> Debugging the problem was significantly hampered by failure of tools competing...

abbeyj · on June 7, 2019

This reminded me of https://www.usenix.org/system/files/1311_05-08_mickens.pdf

   I HAVE NO TOOLS BECAUSE I’VE DESTROYED MY TOOLS WITH MY TOOLS.

tbodt · on June 8, 2019

You joke, but I've read a Google postmortem with that exact quote at the top. This incident would be more fitting though.

ikiris · on June 8, 2019

It's in this one now.

theflyinghorse · on June 7, 2019

What an amazing read!

raverbashing · on June 7, 2019

This happens way more often than you think

A very simple example, you do something stupid on a remote machine (either high network usage or CPU usage) over SSH then you can't undo it because SSH becomes unresponsive

isatty · on June 7, 2019

Yeah got locked out of a dedi this way (bad ipfw ruleset which killed my ssh connection) and the virtual console wasn’t working. Fun times. At least it was a personal machine.

Cthulhu_ · on June 7, 2019

Is there anything that can be done to mitigate that? E.g. give ssh network and the daemon top cpu priority?

FourthProtocol · on June 7, 2019

Recovery-oriented computing. Seperate Bohr bugs (easy to reproduce) from Heisenbugs (difficult to reproduce/change their behaviour once investigated).

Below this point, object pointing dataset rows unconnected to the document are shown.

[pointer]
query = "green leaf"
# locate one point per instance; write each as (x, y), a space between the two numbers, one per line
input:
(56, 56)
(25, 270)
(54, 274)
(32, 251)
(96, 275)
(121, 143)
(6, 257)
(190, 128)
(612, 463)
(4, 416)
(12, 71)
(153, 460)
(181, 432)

Bohr bugs generate an alert and happily meander through normal support channels.

Heisenbugs go through phases -

1. Probation. On continued failure,

2. Restart. If the app or service fails after a restart,

3. Reboot. If the app or service fails after a reboot,

4. Re-image. If the app or service fails after re-imaging,

5. Remove/elimate the node.

vorpalhex · on June 7, 2019

Some equipment will auto-revert to a last known good configuration if you don't approve new changes within a window... though high CPU could lock that process up..

riskrisk · on June 8, 2019

in this case the old configuration was lost, it took an hour to rebuild because tooling normally used to rebuild it for testing was unavailable and building had to be done locally, using a single machine someone ssh-ed into, and that just takes a while. Luckily, a person was around who knew how to do the rebuild without fancy tooling.

bpchaps · on June 7, 2019

Yes - use taskset or isolcpus with other magic to put sshd on its own CPU core, or one core per CPU. Lots of HFT places do that.

dnautics · on June 9, 2019

That doesn't help if the problem is a bandwidth congestion problem.

bpchaps · on June 10, 2019

It can help some amount, though. Bind the NIC interrupts to a small handful of cores. Or, ensure that ssh only works through a management NIC, and have that NIC bound to the same cores as sshd. You can get really fancy with these setups, especially when working with NUMA stuffs

Causality1 · on June 7, 2019

I'm a bit surprised there's no sort of SSH undo subroutine that reverses the previous command if connectivity is lost. Of course it couldn't cover every possible stupid thing but it could fix simple stupid mistakes like fouling up a port assignment or disabling the wrong network adapter.

topranks · on June 7, 2019

A commit / confirm / rollback cycle is how this is typically dealt with in network automation.

wbl · on June 7, 2019

How does ssh know what command you did and how to reverse it?

londons_explore · on June 7, 2019

It isn't a worst-case though. They should have had the capability to resolve this issue with no network connectivity, which would be the worst case failure of the network control plane.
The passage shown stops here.